Possiamo definire come “negatività” l’insieme di problemi organizzativi, conflitti interpersonali, malessere emotivo, errori. Le negatività sono frequenti, sono a tutti i livelli, riguardano ciascuna persona, studente o gruppo. La negatività è una grande fetta di ogni situazione scolastica e organizzativa. La negatività quando ci prende come soggetti paralizza la nostra capacità di pensare, distorce le nostre percezioni e imprigiona il nostro agire.
Infatti, quando siamo in preda a emozioni negative il pensiero posato è sequestrato e ci muoviamo in uno stato di rigidità o di caos. Ma una grande fetta della negatività è sbagliato considerarla priva di risorsa, priva di qualunque informazione od opportunità.
Su questi argomenti il corso Gestione della negatività in classe, a cura di Pino De Sario, in programma dal 15 giugno.
Tutti a turno abbiamo difese immature, comportamenti critici chiusi nella negazione e nelle accuse, che turbano gli scambi, i gruppi di lavoro, ogni contesto o situazione organizzativa o sociale. I fenomeni negativi disattivano le nostre parti ragionatrici e riflessive (corteccia) e accendono quelle più automatiche e primitive (limbico e tronco encefalico).
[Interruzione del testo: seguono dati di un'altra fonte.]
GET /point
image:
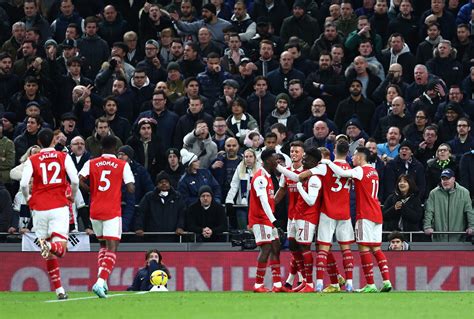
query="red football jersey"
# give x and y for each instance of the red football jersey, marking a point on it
(366, 182)
(263, 181)
(292, 192)
(106, 174)
(49, 180)
(336, 194)
(306, 212)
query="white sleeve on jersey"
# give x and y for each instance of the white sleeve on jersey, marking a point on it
(85, 171)
(25, 179)
(314, 185)
(128, 175)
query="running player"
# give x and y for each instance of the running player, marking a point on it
(49, 203)
(368, 229)
(106, 174)
(261, 220)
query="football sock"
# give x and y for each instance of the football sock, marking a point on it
(276, 277)
(308, 266)
(348, 262)
(260, 276)
(107, 265)
(332, 269)
(383, 264)
(57, 249)
(100, 257)
(367, 265)
(321, 263)
(53, 271)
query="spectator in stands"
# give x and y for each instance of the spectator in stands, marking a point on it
(33, 18)
(443, 160)
(101, 130)
(414, 132)
(279, 78)
(151, 63)
(298, 23)
(404, 163)
(347, 22)
(209, 20)
(325, 41)
(206, 218)
(240, 122)
(397, 117)
(28, 138)
(398, 52)
(282, 114)
(445, 65)
(397, 242)
(92, 47)
(389, 150)
(448, 208)
(194, 178)
(12, 45)
(463, 142)
(161, 210)
(153, 262)
(318, 113)
(199, 142)
(326, 84)
(240, 188)
(174, 168)
(426, 47)
(356, 105)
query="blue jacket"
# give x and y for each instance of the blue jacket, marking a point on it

La prima cosa fondamentale da fare è prendere atto che i comportamenti sono fisiologicamente impregnati di sensi difensivi, autoprotettivi, ripetitivi, suscettibili, contagiosi, attrattivi in direzione della negatività. Non solo negli studenti, ma anche in noi adulti, insegnanti compresi.
Questa messa in conto rappresenta una mossa centrale, in cui accogliere e parlare delle criticità, dispone le situazioni a contenere i fardelli negativi, aiuta a comprenderne le fonti, a depotenziarne le esagerazioni, a prendere contatti sani con la realtà. Tutte premesse favorenti la trasformazione verso soluzioni più positive. La cosa invece da evitare, l’errore commesso un po’ ovunque, è fronteggiare la negatività col piglio giudicante, l’elusione, il soffocamento, la facile prescrizione di ricette. È assolutamente inutile aspettarsi che uno studente acceda alle sue capacità ragionatrici quando è intrappolato in un’agitazione emotiva e negativa, i percorsi del pensiero lucido sono interrotti nella loro componente vitale, incorporata, biologica.
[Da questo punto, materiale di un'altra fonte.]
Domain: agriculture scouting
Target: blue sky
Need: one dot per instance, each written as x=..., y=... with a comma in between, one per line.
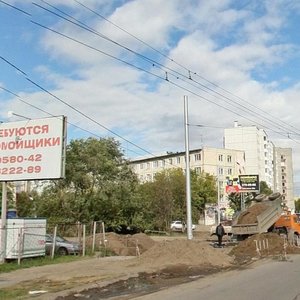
x=249, y=48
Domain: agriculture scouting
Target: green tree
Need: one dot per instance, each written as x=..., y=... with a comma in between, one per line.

Dare consigli a un amico o un collega che sta male o è arrabbiato, apporvi ragionamenti interpretativi, non solo è inutile, ma anche rafforza e irrigidisce i tasti negativi in azione. Le interpretazioni e i giudizi dati quando, invece, sarebbe necessario l’affetto, equivalgono ad un atto anti-comunicativo, che ha come conseguenza il peggioramento dello stato delle persone e dei gruppi.
Modelli tutti rivolti alle idealizzazioni intellettuali prescrivono appelli razionalizzanti, qui noi proponiamo invece la cura dell’esplorazione della negatività, supportata da metodo. La cosiddetta Capacità negativa, provare a trasformare il comportamento negativo attraversandolo.